Generally, maintaining productivity with increasing age is a good thing; Stanford University disagrees. Recently, the Palo Alto institution has attempted to push out older professors in an effort to make room for younger ones.

The Silicon Valley Mercury News reports on what they call the "graying" of Stanford:

Hired in large numbers during a 1960s and '70s higher education boom, Sputnik and civil rights-era professors now represent the majority of Stanford faculty. In 2008, the most recent year for which data is available, about 53 percent were older than 50, up from 43 percent in 1993. The under-45 crowd had fallen from 42 to 33 percent.

Older professors don't seem to want to leave their jobs; because of the Age Discrimination in Employment Act, they don't have to. Before the law was passed in 1994, tenured professors often retired at 70. As a result of the bill, professors can stay in their positions as long as they'd like.

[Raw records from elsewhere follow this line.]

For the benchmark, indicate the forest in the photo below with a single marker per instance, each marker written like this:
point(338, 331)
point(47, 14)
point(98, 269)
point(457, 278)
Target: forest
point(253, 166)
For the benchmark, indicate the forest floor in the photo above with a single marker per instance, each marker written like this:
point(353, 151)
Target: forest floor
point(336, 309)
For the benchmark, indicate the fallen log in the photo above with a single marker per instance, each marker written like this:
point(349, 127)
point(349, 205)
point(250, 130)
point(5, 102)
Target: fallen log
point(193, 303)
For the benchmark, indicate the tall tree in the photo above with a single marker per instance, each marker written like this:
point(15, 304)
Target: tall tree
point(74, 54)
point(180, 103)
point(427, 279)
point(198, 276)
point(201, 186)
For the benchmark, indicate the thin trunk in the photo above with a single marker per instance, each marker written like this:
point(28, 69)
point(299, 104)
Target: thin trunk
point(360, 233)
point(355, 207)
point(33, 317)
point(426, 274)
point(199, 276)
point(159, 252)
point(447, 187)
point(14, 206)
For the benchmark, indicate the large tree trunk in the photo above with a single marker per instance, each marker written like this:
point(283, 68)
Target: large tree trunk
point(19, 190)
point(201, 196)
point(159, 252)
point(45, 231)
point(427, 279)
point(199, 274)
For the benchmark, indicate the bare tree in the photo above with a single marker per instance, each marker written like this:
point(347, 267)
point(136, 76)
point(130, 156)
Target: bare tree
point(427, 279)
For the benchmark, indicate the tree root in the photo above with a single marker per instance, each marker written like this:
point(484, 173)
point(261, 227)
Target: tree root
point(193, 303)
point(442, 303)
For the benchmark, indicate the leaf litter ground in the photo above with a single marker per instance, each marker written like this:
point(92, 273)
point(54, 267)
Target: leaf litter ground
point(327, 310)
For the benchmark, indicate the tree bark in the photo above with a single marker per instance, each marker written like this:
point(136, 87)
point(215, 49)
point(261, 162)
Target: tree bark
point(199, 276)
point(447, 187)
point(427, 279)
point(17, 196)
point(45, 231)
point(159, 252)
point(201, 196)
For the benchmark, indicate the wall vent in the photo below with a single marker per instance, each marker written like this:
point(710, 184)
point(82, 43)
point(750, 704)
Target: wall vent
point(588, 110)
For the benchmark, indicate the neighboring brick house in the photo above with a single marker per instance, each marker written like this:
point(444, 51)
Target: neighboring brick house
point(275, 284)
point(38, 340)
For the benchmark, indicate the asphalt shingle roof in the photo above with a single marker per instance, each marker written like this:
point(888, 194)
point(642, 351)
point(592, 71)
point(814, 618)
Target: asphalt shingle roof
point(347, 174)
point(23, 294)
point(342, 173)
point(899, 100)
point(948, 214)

According to the Chronicle of Higher Education, many universities hope to inspire retirement and are employing different incentives in order to do so. The "window" plan provides for a specific time period in which a professor can retire and receive health-care benefits or a lump-sum payment, among other options. An alternative is the phased retirement plan whereby the professor first becomes a part-time employee and ultimately stops working entirely.

Many elderly professors believe these programs disregard the fact that a 70-year-old today is much like the 50-year-old of the past. Because of advancements in medicine, these older educators are still of sound mind, the facility necessary for their profession.

Others claim that if these professors continue to work, there will hardly be room for younger people who wish to go into academia. The idea in this case is that lack of room will dissuade bright students from even attempting to teach. Stanford University is of the latter opinion. The university has been providing incentives to professors, like English professor John Felstiner.

These encouragements, however, cost Stanford $7 to $10 million a year.